Scientifically minded individuals worked in isolation when our species began farming and ranching some 10,000 years ago. As villages became cities, science-minded people were able to experiment and learn together in small groups, and as universities were established in different cultures, various scientific standards were produced. These different scientific standards had to deal with the prevailing politics and religions of their cultures, and this remains true even today.

So it was only about 150 years ago when global industrialization, travel and communication (telegraph) became reliable and routine enough that scientists were able to begin a network of standardization for the scientific process. Experiments by Louis Pasteur in France were communicated, replicated and verified around the world as the germ theory of disease finally displaced the defunct theory of the four humors.
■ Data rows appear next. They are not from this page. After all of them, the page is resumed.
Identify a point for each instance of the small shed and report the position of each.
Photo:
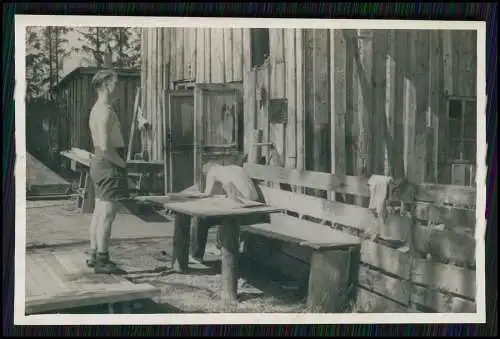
(75, 96)
(42, 130)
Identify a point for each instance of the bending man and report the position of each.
(230, 180)
(107, 171)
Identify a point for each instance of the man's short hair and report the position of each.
(102, 76)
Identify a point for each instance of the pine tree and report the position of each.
(94, 41)
(36, 62)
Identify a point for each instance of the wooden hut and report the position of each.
(75, 97)
(348, 102)
(357, 101)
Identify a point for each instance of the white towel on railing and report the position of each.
(379, 189)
Guglielmo Marconi in Italy shared the 1909 Nobel Prize for wireless telegraphy with Karl Braun of Germany.

As the world became a smaller place, scientists increasingly shared their work and a standard methodology for scientific investigation developed. As Neil deGrasse Tyson said at the beginning of the new Cosmos series:

“Test ideas by experiment and observation.
Build on those ideas that pass the test;
Reject the ones that fail.
Follow the evidence wherever it leads and
Question everything.”

This worldwide, multicultural standard of a well-controlled scientific experiment is used when anyone wants their explanations for cause and effect to go beyond their personal beliefs and whimsical suppositions. Experiments and the repetition of experimental results is the key to this scientific standard. Experiments, and especially experiments involving people, must be arranged with specific controls in order to get reliable results. For example, in testing a new drug, experiments would have to include a significant group size and randomly chosen subjects.

Ideally, only one variable would be tested. There would have to be a placebo control group and, since subjects often improve on their own, an additional “spontaneous remission” group.

The results of the placebo control group and the spontaneous remission group are subtracted from the results of the test group in order to find out the actual scientific effect of the drug. Also, the test would have to be double-blinded, meaning that the subjects and the experimenters would not know who was receiving the test drug and who was receiving the placebo.

Amazingly, some scientists don’t always adhere to these rules. Some experiments are not blinded. Some peer reviewers don’t carefully read the studies they are supposed to read. Papers are published with “non-randomized” subjects and insignificant group sizes. Fortunately, over time, these poorly designed studies are exposed and discarded. So, while a single experiment does not usually produce significant advancement, repeat experimentation, over time, does produce the correct direction for continued scientific investigation.

This leads us to the next level of scientific reliability: “multiple lines of converging evidence” (MLCE). In addition to the scientific method and rigorous experimental design and implementation, when different branches of science all point to and support a common explanation of the natural world, a scientific theory, explaining a broad range of natural phenomena, is usually the result.

For example, the theory of evolution is supported by years of experimental findings from the fields of geology, genetics, biochemistry, molecular biology, bacteriology, virology and ecology. While there is no absolute proof in science, multiple lines of converging evidence point to the best explanation of cause and effect in the natural world.

“Science is a cooperative enterprise spanning the generations. It’s the passing of a torch from teacher to student to teacher … a community of minds reaching back to antiquity and forward to the stars.” — Neil deGrasse Tyson, Cosmos.

— Victor Dominocielo, a California-credentialed teacher for 36 years, is the human biology and health teacher at a local middle school. The opinions expressed are his own.